With their “too bad” attitude regarding the closing of downtown schools, the Citizen editors demonstrate a similar ignorance of the highly interdependent nature of community life. A disincentive to the city’s largest demographic group to locate downtown will ultimately have only negative consequences for the economy and vitality of downtown neighbourhoods as it has in US cities. Instead of criticizing the School Boards, the Citizen editors should be seizing on the closure issue as a clear demonstration of the failure of so-called local leaders to advance an integrated community development strategy.
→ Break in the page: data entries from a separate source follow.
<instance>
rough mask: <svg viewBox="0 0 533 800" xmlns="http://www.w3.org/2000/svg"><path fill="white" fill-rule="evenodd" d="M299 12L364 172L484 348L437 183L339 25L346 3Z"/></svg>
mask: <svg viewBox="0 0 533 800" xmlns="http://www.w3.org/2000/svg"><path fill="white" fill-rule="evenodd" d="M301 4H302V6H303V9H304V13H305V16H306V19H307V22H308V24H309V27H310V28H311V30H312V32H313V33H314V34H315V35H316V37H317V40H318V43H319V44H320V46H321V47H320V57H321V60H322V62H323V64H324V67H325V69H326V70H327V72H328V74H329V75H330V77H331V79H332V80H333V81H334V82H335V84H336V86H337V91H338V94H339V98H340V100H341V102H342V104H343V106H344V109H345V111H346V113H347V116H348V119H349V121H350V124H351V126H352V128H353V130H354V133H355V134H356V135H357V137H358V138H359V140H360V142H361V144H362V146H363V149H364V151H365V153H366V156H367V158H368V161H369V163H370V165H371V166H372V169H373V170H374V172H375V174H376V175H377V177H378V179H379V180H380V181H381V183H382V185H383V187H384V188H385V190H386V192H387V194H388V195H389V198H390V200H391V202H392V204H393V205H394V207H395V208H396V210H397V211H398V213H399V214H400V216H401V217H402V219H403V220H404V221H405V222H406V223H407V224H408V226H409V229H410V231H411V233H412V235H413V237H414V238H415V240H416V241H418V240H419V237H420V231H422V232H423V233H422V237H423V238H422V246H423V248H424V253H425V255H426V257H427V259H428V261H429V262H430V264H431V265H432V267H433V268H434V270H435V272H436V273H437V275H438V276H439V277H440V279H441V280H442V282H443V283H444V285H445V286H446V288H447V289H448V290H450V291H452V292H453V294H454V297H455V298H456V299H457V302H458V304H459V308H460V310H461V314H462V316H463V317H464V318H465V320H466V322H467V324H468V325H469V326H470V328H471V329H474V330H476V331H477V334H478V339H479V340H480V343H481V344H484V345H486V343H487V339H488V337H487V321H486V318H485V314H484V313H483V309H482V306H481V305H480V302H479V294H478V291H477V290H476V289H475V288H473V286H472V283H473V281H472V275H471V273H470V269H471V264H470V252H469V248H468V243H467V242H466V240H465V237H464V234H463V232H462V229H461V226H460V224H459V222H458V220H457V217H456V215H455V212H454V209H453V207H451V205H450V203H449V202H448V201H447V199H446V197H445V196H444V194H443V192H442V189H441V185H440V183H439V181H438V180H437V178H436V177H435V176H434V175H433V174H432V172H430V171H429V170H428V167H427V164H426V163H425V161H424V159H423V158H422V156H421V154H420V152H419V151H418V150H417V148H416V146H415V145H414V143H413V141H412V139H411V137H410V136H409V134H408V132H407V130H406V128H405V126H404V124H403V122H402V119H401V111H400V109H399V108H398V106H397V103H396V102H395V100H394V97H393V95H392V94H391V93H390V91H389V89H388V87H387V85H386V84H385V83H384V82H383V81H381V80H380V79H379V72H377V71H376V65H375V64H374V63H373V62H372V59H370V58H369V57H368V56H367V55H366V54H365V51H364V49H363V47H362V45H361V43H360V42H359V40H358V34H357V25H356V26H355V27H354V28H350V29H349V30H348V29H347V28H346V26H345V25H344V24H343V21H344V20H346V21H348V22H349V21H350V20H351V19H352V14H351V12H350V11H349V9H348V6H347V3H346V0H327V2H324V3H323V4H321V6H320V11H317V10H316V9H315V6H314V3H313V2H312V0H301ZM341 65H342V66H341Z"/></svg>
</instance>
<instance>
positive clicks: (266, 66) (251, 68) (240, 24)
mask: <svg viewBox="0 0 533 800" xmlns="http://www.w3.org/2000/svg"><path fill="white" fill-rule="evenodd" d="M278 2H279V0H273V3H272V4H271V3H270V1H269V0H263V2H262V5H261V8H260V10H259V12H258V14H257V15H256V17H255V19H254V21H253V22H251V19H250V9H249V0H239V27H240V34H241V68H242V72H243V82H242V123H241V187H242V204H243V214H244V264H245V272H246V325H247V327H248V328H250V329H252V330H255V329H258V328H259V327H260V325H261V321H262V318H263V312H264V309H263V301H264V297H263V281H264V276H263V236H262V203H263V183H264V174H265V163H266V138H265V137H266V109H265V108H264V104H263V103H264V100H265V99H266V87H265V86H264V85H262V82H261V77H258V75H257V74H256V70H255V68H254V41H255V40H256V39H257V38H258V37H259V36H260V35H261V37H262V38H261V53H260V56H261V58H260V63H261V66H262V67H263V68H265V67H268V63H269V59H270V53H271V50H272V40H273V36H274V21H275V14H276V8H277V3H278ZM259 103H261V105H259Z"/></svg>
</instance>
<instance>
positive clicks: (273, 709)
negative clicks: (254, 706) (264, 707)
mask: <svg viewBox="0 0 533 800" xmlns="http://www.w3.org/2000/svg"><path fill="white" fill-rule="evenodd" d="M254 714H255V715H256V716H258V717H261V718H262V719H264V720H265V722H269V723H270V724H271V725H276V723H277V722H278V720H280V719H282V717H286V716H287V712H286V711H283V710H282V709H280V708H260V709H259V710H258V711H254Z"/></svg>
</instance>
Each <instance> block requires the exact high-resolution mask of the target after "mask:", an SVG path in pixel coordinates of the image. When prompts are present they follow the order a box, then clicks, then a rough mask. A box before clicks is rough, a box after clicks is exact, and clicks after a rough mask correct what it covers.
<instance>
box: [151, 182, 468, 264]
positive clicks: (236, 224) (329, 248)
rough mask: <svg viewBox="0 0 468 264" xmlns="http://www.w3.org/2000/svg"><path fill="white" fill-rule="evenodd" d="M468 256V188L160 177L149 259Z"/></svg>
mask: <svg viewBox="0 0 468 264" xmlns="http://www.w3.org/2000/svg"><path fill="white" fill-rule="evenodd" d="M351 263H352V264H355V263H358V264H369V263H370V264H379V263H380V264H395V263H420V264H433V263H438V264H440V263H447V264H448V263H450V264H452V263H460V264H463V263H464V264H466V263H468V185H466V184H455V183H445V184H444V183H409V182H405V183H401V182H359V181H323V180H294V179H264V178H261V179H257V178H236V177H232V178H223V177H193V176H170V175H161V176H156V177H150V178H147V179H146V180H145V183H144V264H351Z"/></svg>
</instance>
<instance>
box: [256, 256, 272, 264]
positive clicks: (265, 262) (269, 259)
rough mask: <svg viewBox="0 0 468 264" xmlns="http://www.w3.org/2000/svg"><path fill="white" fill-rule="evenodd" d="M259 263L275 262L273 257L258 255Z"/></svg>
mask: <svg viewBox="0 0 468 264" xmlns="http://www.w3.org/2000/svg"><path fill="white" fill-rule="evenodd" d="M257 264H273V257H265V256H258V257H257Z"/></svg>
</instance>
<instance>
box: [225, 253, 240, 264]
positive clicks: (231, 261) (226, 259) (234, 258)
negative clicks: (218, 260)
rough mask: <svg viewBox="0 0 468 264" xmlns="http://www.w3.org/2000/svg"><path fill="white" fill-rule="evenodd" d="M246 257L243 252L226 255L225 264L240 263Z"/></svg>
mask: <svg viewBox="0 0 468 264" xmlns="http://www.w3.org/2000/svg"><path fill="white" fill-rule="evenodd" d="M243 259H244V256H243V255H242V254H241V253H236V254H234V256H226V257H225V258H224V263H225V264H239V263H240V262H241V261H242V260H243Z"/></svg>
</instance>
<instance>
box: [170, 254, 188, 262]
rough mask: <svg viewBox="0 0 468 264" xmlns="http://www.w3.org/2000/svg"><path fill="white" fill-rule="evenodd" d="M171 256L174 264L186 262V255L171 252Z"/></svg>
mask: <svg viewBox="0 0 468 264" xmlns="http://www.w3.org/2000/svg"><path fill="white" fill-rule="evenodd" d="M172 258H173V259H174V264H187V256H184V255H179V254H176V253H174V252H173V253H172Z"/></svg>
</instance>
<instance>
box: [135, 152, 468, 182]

Supposedly, members of City Council are elected to look out for the whole community and to try and balance the incessant changes that occur across the region so as to avoid the type of ‘doughnut-style’ metropolis that has occurred in many US cities. There inner cities have been emptied of wealth, beauty and hope and their outer city rings have become devoid of vitality, history, and community. Local development requires cooperative planning across many interests and a willingness by local decision makers to discard their sector blinders and look towards the broader community interest. While Council should be a forum for this type of dialogue, it remains too unfocused and too inconsistent to display such coherent leadership. Therefore, if not them then who? The school boards have stepped up and they are trying to initiate a public debate on further school closures and the future of downtown Ottawa. But if they can’t get people to think about the community as a whole who will? Certainly not City Council. And sad to say, apparently neither will the Citizen.